One of the main stories out of this election will be the 30% or more Latinos that have voted for Trump; although I don’t have all the answers, I do have a reflection to share. Back in mid-2019, I was in a meeting of Hispanic Democratic organizations in Central Florida, where a Venezuelan gentleman argued repeatedly that we should support a military invasion of his country. We didn’t bite, and we didn’t even have to argue about it because it was so obvious we did not want an invasion anywhere. The gentleman then went on to become an active Trump supporter (“magazuelan”), and told everyone he met that Democrats didn’t support “freedom for Venezuela”, although none of us were in favor of Maduro’s regime either. In retrospect, I see how we didn’t identify how much of a threat radical conservative activists were in other hispanic communities. Instead, the party bet on a Temporary Protected Status bill that fell short for the deeply anti-communist activists we now had in town. The Florida Democrats reacted later with explicitly anti-Maduro messaging, but these early interactions should have made us realize that we needed to compensate those votes somewhere else or with another message, given that anything short of full military demagogy was not going to cut it for them.

As early voting came in, it became clear that the central and northeast region was going to improve the numbers from 2016, but the alarms sounded loud from South Florida. As a political operative, my reaction was to get in my car, drive south and find a way to help; once in the area, my fears became true: volunteers and canvassers had no training, the DECs and caucuses were in the middle of infighting and the Party was trying to save face by sending all of it’s staff to knock doors, even though the great majority of them had not done any community organizing this cycle. As it turns out, the roadmap and plan we had to prevent a Trump presidency was switched to a hallelujah play for more ads — paid by Bloomberg — and sending bodies into areas that had not been touched in years.

The results are for everyone to see. After having lost by the slimmest of margins in the 2018 midterm cycle, Florida is now a solid red state with virtually no result to be lauded beyond the Municipal Victory Program.
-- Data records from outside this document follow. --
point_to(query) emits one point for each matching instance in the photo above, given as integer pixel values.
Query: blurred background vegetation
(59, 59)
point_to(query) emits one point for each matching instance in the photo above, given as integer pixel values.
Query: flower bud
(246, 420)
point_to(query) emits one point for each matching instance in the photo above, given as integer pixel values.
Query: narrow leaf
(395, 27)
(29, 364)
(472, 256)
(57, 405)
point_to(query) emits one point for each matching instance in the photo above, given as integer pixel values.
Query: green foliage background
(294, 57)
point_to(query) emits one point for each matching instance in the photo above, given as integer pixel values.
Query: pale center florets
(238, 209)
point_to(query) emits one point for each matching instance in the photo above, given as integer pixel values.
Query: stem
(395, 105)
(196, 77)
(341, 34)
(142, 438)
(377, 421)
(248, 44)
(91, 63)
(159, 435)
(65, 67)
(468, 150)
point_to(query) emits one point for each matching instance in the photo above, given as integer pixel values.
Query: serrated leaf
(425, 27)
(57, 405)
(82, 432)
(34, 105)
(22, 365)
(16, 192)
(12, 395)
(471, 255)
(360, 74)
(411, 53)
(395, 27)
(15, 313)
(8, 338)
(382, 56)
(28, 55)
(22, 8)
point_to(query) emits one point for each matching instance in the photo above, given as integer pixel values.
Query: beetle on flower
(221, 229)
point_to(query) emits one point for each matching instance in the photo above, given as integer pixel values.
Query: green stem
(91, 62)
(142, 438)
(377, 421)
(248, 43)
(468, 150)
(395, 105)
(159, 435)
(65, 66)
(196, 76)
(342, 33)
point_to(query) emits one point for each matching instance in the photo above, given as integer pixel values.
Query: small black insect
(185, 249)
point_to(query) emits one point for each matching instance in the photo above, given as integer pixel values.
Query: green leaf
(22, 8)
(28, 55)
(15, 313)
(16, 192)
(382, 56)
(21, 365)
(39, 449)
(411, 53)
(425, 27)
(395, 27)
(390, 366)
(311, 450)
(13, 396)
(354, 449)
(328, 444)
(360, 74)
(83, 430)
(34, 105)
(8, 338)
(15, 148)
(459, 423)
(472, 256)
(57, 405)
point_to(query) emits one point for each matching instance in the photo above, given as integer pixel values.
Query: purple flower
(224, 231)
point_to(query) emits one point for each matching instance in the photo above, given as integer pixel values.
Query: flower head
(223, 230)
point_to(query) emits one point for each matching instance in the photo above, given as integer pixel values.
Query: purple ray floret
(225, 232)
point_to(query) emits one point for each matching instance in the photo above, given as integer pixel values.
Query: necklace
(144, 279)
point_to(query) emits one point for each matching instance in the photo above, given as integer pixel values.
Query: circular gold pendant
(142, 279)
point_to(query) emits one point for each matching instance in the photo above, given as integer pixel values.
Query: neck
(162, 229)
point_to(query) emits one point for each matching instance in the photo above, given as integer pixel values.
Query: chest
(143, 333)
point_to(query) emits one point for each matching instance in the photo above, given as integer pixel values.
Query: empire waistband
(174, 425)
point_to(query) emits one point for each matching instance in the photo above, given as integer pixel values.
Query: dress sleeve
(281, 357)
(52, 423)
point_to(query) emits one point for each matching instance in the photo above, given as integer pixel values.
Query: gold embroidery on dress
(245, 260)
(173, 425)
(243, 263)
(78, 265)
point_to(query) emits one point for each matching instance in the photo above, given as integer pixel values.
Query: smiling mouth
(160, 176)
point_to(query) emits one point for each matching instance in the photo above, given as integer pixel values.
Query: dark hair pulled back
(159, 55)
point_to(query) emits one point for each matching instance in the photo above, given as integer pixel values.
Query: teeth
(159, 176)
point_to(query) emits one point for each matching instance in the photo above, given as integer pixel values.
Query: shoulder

With the internal elections for a new party chair coming up, it is important that the story of how this cycle played out is known by all the Democrats that will represent the party. In particular, it is crucial to not give the ground operation to people from out-of-state. The Biden campaign performed terribly in the field during the primaries and had no business coming to Florida to tell the party how to run field operations. Furthermore, never think an investment from a millionaire like Bloomberg is going to give an edge over relationships cultivated over a long period of time. Lastly, invest in rural areas, as it is clear absolutely no one in the party paid staff made any effort to organize in Trump country. At the end of the day, if only we would have kept the margins of Hillary Clinton in 2016, and with the improvements in Central and North East Florida, we would have called the election by 8 p.m on Tuesday. Lastly, the party changed the data management committee three times during the cycle, making it impossible for anyone to do effective follow up. All of these things were flagged and warned about in the first half of the year, and it is my hope these lines help the next leadership invest in the local organizers and hear them out when something goes wrong.

In conclusion, we need more trust on the organizers in the ground over the strategists that too often rely on pollsters and spend more time tracking media buys than having conversations with people. Until they do that I for one will not donate a single dollar to the state party again.